Alumni Profile: Dr. Stephen Tower, WWAMI '79

by Kathleen McCoy  |   

In his first clinical rotation as a new Alaska WWAMI student, Dr. Stephen Tower saw his first operation: a hip replacement procedure, performed by Dr. George Brown in Fairbanks. That experience set the path for Tower's medical career.

"I liked it right off the bat," he says, describing orthopedics, joint replacement in particular, as a practice that attracts people who like to build. "It's fun! You use drills and saws. It's very concrete; it's very tangible."

UAA alum Dr. Stephen Tower

Tower is an orthopedic surgeon at the Anchorage Fracture and Orthopedic Clinic. He regularly performs joint replacement surgeries for the knees and hips, sometimes doing surgeries for replacements that have failed - a procedure that he says is more difficult than an initial replacement. He does a fair amount of foot and ankle surgery, too.

"There's a huge amount of innovation, and the problem is we don't always know whether the innovation is going to work," he says.

Tower has an interest in which types of joint replacements will work, and which will fail. It's a job he enjoys.

It's also a profession that runs in the family. Tower's parents, Drs. John and Betsy Tower, drove to Alaska in 1954 after completing their medical residency training in the Lower 48. John was one of the first pediatricians at the original Alaska Native hospital in Anchorage, and Betsy, trained in internal medicine, worked in public health for most of her career.

He was inspired by both of them. "They both worked very hard," Tower says. "My mom's hours were scheduled, but my dad's hours were crazy.

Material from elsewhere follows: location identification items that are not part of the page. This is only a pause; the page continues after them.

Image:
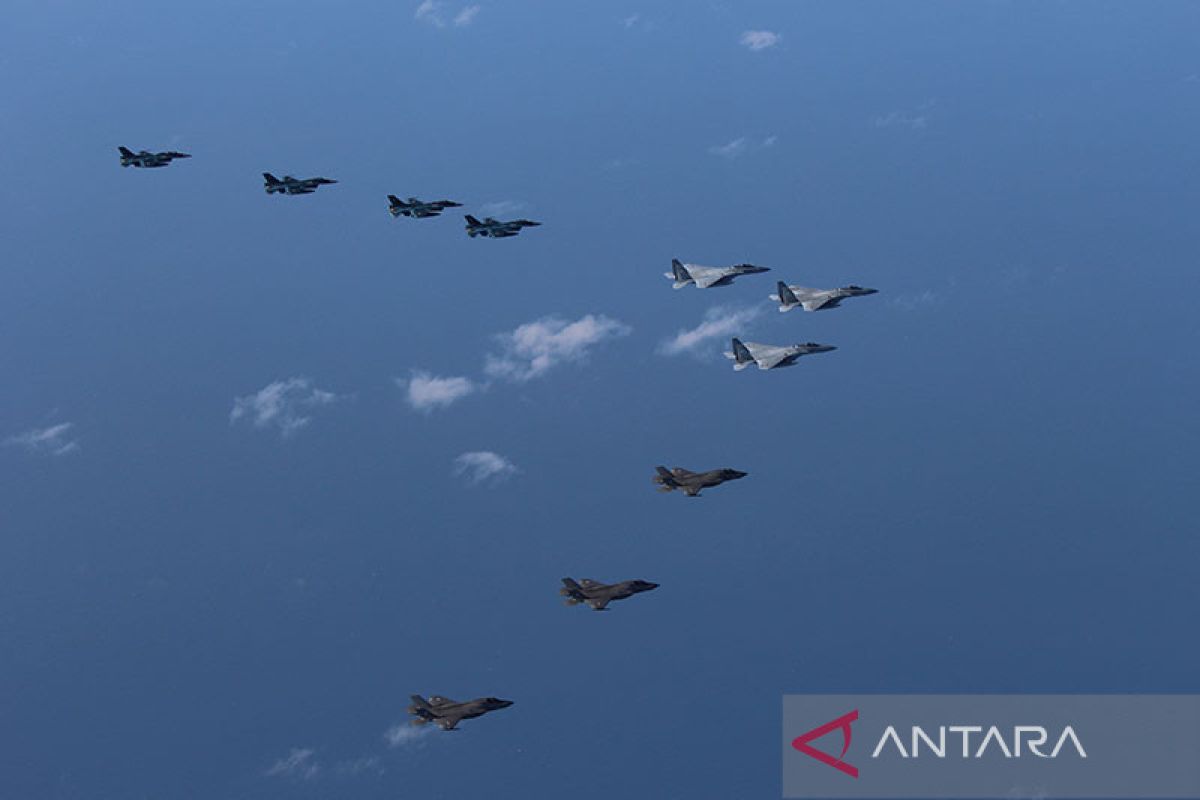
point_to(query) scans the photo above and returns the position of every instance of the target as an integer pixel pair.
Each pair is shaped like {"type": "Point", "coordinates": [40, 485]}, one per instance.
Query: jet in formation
{"type": "Point", "coordinates": [705, 277]}
{"type": "Point", "coordinates": [448, 714]}
{"type": "Point", "coordinates": [288, 185]}
{"type": "Point", "coordinates": [418, 209]}
{"type": "Point", "coordinates": [598, 595]}
{"type": "Point", "coordinates": [147, 158]}
{"type": "Point", "coordinates": [790, 298]}
{"type": "Point", "coordinates": [691, 483]}
{"type": "Point", "coordinates": [769, 356]}
{"type": "Point", "coordinates": [495, 228]}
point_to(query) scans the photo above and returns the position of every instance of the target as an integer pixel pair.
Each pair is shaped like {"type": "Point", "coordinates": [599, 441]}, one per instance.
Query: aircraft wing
{"type": "Point", "coordinates": [706, 276]}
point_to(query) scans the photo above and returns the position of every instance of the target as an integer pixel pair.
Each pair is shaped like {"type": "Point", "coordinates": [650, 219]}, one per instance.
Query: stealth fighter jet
{"type": "Point", "coordinates": [789, 298]}
{"type": "Point", "coordinates": [496, 229]}
{"type": "Point", "coordinates": [691, 483]}
{"type": "Point", "coordinates": [289, 185]}
{"type": "Point", "coordinates": [705, 277]}
{"type": "Point", "coordinates": [598, 595]}
{"type": "Point", "coordinates": [769, 356]}
{"type": "Point", "coordinates": [448, 714]}
{"type": "Point", "coordinates": [418, 209]}
{"type": "Point", "coordinates": [147, 158]}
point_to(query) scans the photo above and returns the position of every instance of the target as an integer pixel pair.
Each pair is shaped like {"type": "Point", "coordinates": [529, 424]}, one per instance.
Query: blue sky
{"type": "Point", "coordinates": [987, 487]}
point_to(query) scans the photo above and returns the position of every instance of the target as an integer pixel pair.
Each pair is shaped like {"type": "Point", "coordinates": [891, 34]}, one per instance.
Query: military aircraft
{"type": "Point", "coordinates": [598, 595]}
{"type": "Point", "coordinates": [789, 298]}
{"type": "Point", "coordinates": [691, 483]}
{"type": "Point", "coordinates": [495, 228]}
{"type": "Point", "coordinates": [769, 356]}
{"type": "Point", "coordinates": [147, 158]}
{"type": "Point", "coordinates": [418, 209]}
{"type": "Point", "coordinates": [289, 185]}
{"type": "Point", "coordinates": [448, 714]}
{"type": "Point", "coordinates": [708, 276]}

He was working all the time. There just weren't that many doctors in town at that point."

When it came time to choose a career, becoming a doctor, "was probably pretty subliminal," he says. After training with the Indian Health Service and at Oregon Health Sciences University, he opened his practice in Anchorage in 1992.

Tower also continues another family tradition: giving. Betsy recently endowed the Canadian Studies program at UAA, due to her fascination within Alaska's proximity to Canada and the country's history.

Tower gives in many ways. He's traveled to Kenya, Liberia and Uganda to treat patients. He also teaches doctors modern medical resources how to use a fracture fixation systems that doesn't require X-ray machines to treat formal and tibial fractures.

He volunteers in his hometown, too, where he offers his services to patients without the means to pay for treatment through Anchorage Project Access - a nonprofit medical provider network for Alaskans who lack insurance or the ability to pay for medical services. Tower also serves as part of the University of Washington clinical faculty, teaching family practice residents.

On top of his clinical, surgical and teaching responsibilities, Tower has served as president of the Anchorage Orthopedic Society, organizing surgeons from Alaska and Outside to exchange experiences of their profession and talk about the latest innovations.

He's developed a relationship with his undergraduate alma mater, Dartmouth, and its biomedical engineering center, where he sends failed joint replacements to be examined. "I've learned a lot through that," he says.

Tower's interests in joint replacement technology recently inspired a donation to UAA where he hopes WWAMI and UAA's engineering and biomedical departments can collaborate with Alaska's hospitals to start a total joint registry program. When a total joint registry can collaborate with a study of failed joint replacements, Tower and other doctors would be able to learn a lot more about why replacements don't work, and what can be done to improve success. Other countries have a total joint registry, but the United States does not.

"If we could do that, we'd really be leading the nation," Tower says.